By Paul T. Finger, MD
The retinal pigment epithelium (RPE) is a pigmented layer of the retina which can be thicker than normal at birth (congenital) or may thicken later in life. Areas of retinal pigment epithelial (RPE) hypertrophy usually do not cause symptoms. They are typically found during routine eye examinations.
Congenital retinal pigment epithelial hypertrophy (CHRPE) is usually found before patients reach 30 years of age. They may enlarge with time, but are not malignant. CHPRE has been an association with Gardner’s Syndrome (familial colonic polyposis).
Therefore, if your eye care specialist has told you that you have CHPRE( pronounced CHER PEE), it is reasonable to tell your primary care physician or gastroenterologist (if you have one) so that he or she may recommend the frequency of colon screening tests.
In contrast, acquired retinal pigment epithelial hypertrophy (RPEH) is typically found later in life. They are typically jet-black to gray, flat, with a halo around its edges. Variable in size, RPEH lesions may develop lacunae of lightly colored areas of atrophy (see image above). These
tumors are more commonly found in the peripheral retina where thickness is more difficult to judge by ophthalmoscopy.
Almost all patients with retinal pigment epithelial hypertrophy do not have symptoms. These pigmented intraocular lesions are found by eye care specialists during dilated examination of the inside of the eye (ophthalmoscopy). Eye tumor specialists can typically differentiate between retinal pigment epithelial hypertrophy and melanoma by clinical examination (without a biopsy).
Retinal pigment epithelial hypertrophy (CHRPE and RPEH) can be diagnosed by ophthalmic examination. The eye examination will concentrate on the appearance of the retinal pigment epithelial hypertrophy. RPEH lesions tend to be black or atrophic. They may be surrounded by a halo of less pigmented tissue or exhibit a sharp demarcation line.

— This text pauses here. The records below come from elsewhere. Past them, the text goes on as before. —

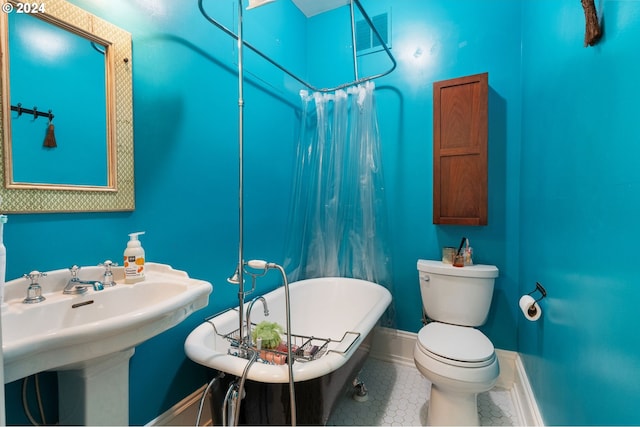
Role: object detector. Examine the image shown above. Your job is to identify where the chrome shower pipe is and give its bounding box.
[247,260,297,426]
[237,0,244,342]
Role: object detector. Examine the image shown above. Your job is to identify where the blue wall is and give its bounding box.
[5,0,640,424]
[518,0,640,425]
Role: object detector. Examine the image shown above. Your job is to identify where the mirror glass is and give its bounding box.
[0,0,134,212]
[8,13,110,186]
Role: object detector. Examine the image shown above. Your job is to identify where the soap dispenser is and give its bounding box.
[124,231,144,284]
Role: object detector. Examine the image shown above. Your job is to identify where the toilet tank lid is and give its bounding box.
[418,259,498,278]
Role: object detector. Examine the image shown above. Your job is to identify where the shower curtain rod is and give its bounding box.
[198,0,397,92]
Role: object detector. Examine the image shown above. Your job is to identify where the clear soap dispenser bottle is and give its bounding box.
[124,231,144,284]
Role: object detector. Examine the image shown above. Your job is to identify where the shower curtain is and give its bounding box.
[285,82,394,326]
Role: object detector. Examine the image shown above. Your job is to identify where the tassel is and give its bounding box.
[43,123,58,148]
[581,0,602,47]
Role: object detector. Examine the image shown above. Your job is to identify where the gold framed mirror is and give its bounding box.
[0,0,135,213]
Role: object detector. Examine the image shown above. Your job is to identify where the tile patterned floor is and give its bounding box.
[327,357,522,426]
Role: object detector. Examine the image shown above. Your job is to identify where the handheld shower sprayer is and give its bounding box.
[247,259,276,270]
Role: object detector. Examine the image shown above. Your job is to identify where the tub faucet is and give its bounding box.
[62,265,104,295]
[247,297,269,346]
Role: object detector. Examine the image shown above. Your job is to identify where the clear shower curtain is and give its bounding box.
[285,82,392,326]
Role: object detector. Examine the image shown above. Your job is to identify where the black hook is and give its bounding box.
[528,282,547,307]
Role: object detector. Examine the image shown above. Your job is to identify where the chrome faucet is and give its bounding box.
[247,297,269,346]
[22,270,47,304]
[100,260,118,286]
[62,265,104,295]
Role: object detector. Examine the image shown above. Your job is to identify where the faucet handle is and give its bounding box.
[22,270,47,304]
[98,259,118,270]
[22,270,47,285]
[69,264,82,280]
[100,259,118,286]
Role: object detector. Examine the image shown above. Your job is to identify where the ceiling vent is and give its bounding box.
[356,12,391,55]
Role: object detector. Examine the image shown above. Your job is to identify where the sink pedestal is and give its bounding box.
[56,348,135,426]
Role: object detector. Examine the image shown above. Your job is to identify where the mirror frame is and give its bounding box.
[0,0,135,213]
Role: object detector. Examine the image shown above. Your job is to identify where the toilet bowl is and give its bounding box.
[413,322,500,426]
[413,260,500,425]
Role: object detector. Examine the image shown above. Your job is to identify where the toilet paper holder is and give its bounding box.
[527,282,547,316]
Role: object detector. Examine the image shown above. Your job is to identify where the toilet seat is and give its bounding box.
[417,322,496,368]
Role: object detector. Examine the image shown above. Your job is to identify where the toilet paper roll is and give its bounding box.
[520,295,542,322]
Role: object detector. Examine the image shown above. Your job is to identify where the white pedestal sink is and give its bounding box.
[2,263,212,425]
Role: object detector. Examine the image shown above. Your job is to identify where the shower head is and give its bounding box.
[247,0,276,10]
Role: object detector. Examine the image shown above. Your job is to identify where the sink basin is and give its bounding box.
[2,263,212,424]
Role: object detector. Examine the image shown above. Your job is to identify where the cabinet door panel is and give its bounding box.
[433,73,489,225]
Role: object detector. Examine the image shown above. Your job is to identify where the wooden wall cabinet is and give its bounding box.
[433,73,489,225]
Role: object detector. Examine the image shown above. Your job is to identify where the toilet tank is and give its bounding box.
[418,259,498,326]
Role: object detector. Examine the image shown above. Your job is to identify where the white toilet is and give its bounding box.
[413,260,500,426]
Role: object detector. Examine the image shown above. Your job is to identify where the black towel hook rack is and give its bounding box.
[11,103,54,121]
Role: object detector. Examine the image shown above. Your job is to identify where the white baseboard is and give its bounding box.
[146,385,213,426]
[152,327,544,427]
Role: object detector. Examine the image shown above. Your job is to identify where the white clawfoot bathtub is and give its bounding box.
[185,277,391,424]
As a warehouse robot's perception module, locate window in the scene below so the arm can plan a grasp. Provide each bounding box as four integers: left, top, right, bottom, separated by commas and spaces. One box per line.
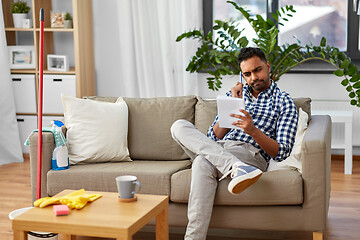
203, 0, 360, 67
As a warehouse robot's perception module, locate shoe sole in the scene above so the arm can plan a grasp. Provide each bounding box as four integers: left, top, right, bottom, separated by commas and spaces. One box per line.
228, 169, 263, 194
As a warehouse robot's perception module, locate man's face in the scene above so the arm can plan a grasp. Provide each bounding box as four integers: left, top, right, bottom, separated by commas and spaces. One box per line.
240, 56, 271, 95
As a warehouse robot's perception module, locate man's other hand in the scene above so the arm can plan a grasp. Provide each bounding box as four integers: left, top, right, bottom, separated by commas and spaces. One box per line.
231, 82, 244, 98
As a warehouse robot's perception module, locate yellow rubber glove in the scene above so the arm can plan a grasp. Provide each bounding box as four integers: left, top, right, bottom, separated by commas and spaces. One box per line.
34, 197, 60, 208
34, 189, 102, 209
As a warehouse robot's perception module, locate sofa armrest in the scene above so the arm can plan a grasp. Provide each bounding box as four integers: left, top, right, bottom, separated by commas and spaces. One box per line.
29, 132, 55, 201
302, 115, 331, 230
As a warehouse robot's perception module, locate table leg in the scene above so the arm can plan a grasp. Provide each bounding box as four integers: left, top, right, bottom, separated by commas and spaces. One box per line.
13, 230, 27, 240
155, 207, 169, 240
62, 234, 76, 240
116, 236, 132, 240
344, 122, 352, 174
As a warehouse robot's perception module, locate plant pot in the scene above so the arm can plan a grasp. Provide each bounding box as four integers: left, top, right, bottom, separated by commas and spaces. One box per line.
64, 20, 72, 28
9, 207, 58, 240
13, 13, 27, 28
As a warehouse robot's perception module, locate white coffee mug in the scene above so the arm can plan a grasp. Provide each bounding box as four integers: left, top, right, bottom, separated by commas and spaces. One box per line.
115, 175, 141, 198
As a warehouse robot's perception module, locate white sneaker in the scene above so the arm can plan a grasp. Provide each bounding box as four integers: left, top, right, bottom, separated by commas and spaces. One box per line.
220, 164, 263, 194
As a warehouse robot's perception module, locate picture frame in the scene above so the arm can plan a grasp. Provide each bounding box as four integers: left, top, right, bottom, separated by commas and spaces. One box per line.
47, 54, 69, 72
8, 45, 35, 69
50, 11, 65, 28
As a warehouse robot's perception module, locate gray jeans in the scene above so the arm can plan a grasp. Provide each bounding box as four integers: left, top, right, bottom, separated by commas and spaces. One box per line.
171, 119, 267, 240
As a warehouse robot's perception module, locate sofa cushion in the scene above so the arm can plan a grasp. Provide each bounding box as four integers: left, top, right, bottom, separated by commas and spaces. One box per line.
124, 96, 197, 160
84, 96, 197, 160
170, 169, 303, 206
195, 97, 311, 134
195, 97, 217, 134
47, 160, 191, 196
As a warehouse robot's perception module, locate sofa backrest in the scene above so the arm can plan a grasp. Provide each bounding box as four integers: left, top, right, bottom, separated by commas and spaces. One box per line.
86, 96, 311, 160
195, 97, 311, 134
124, 96, 197, 160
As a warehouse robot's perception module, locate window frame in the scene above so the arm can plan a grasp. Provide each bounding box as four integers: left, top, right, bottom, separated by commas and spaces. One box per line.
203, 0, 360, 74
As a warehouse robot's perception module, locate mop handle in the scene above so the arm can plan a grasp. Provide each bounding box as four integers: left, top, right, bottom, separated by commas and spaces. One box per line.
36, 8, 44, 199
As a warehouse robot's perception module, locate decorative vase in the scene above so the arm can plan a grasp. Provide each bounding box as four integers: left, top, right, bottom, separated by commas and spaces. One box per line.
64, 20, 72, 28
13, 13, 27, 28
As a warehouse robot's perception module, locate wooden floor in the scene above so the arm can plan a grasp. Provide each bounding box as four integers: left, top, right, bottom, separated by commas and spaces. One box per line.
0, 159, 360, 240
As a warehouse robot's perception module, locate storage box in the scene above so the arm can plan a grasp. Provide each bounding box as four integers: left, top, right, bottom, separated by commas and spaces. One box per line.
43, 75, 76, 114
11, 74, 36, 114
16, 115, 37, 153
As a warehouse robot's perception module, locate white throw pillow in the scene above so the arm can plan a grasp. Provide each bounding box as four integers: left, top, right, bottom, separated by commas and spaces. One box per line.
61, 94, 131, 165
267, 108, 308, 173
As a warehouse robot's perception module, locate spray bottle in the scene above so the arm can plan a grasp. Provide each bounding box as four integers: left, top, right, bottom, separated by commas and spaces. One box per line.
51, 121, 69, 171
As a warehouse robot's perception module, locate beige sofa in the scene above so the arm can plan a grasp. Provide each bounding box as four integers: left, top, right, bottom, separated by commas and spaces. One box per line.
30, 96, 331, 239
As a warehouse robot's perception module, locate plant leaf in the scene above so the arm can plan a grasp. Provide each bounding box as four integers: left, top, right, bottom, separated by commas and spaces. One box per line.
334, 69, 344, 77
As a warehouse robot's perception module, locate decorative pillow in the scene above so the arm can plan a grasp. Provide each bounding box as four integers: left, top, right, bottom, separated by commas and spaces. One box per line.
267, 108, 308, 173
61, 95, 131, 164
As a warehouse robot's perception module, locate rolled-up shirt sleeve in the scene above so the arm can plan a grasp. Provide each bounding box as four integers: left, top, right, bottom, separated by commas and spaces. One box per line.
274, 95, 298, 162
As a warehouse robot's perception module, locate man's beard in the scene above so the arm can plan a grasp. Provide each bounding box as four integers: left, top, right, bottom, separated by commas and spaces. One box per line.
250, 79, 270, 91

Ultrasonography typically shows that RPE hypertrophy is flat to minimally elevated and slightly hyper-reflective.
Fluorescein angiography of RPE hypertrophy typically demonstrates blockage of fluorescence (except in the areas of atrophy which are hyperfluorescent).
Optical coherence tomography (OCT) of RPE hypertrophy will demonstrate both thickening and thinning. The overlying retina is thinned, the retinal pigment epithelium is both thickened or can be thinned. The underlying choroid is typically thinned.
Photographic documentation of these lesions is recommended for future comparison. Ultrasonography and fluorescein angiography is typically used to differentiate RPE hypertrophy from uveal melanoma and certain rare intraocular tumors. Serial observation is warranted in that RPE hypertrophy can enlarge over time.